In our study, limitations include the fact that all models are constrained by a modest sample size, reliance on self-report, and a cohort already skewed toward reasonable glycemic control, which leaves little room to detect behavioral effects. Yet the converging signals are instructive:
Education is a lever, both directly and through increased uptake of muscle- and balance-focused exercise.
Strength and balance training are essential, as they can independently lower HbA1c and complement aerobic activity.
Age, more than therapy type, drives cardiovascular burden, underscoring the urgency of earlier prevention.
Context may shape exercise efficacy; the near-significant moderation by urbanicity warrants exploration in larger, geographically diverse samples.
Translationally, health systems should treat education as a modifiable exposure: plain-language materials, subsidized community gyms, and professional-led balance and strength classes can function as a “social prosthesis” for those lacking formal schooling. Without such scaffolding, the socioeconomic gap in diabetes outcomes documented across Europe is unlikely to narrow [
45].
Future research should prioritize stratified analyses by age, education, and urbanicity to minimize confounding effects and more accurately capture subgroup-specific dynamics in glycemic control. Larger, population-based studies with longitudinal designs are recommended to validate the observed links between structured physical activity (especially resistance and balance training) and educational attainment, as well as long-term diabetes outcomes.
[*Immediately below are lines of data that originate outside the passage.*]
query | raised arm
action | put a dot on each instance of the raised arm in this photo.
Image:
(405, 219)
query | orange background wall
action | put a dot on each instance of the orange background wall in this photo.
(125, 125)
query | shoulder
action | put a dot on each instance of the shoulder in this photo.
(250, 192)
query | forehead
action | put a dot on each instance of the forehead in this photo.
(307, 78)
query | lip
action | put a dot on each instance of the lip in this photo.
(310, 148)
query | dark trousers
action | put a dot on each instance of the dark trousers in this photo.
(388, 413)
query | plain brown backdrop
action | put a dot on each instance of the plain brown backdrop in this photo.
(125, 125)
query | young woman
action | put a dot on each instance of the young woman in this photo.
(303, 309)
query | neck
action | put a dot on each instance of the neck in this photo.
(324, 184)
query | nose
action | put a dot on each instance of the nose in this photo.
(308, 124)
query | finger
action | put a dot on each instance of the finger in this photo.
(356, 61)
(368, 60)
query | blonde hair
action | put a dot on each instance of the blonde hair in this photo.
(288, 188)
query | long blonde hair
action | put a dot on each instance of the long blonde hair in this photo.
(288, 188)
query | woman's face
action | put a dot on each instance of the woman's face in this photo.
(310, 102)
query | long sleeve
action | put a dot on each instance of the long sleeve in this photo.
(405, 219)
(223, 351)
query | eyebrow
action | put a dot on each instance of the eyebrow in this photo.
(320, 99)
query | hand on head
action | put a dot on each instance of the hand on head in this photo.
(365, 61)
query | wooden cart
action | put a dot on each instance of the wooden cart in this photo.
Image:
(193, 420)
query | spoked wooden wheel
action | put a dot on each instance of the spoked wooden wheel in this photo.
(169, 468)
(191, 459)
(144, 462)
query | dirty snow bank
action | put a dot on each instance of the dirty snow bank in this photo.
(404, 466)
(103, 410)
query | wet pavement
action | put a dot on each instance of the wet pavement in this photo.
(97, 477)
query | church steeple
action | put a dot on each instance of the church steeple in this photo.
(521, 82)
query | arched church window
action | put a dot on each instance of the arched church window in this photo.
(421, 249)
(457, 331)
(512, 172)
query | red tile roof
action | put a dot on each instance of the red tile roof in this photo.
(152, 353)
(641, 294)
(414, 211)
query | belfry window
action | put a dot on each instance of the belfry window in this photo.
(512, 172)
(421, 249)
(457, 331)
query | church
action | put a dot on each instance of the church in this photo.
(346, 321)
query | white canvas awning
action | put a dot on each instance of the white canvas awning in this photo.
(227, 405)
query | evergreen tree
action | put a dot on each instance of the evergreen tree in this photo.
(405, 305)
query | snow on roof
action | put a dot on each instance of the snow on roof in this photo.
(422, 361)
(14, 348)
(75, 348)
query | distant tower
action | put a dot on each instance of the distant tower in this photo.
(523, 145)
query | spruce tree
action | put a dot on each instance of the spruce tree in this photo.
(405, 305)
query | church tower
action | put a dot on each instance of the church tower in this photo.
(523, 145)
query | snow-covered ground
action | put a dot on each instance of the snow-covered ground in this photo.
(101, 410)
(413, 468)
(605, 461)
Additionally, this pilot analysis serves as a precursor to a larger, ongoing study that aims to include over 500 individuals with DM from diverse backgrounds. The forthcoming study will investigate the intricate relationship between disease-related, clinical, and sociodemographic factors and quality of life, providing a more comprehensive understanding of the issue. By adopting a multidimensional framework, the study aims to inform personalized intervention strategies and public health policies tailored to the specific needs of subgroups within the DM population.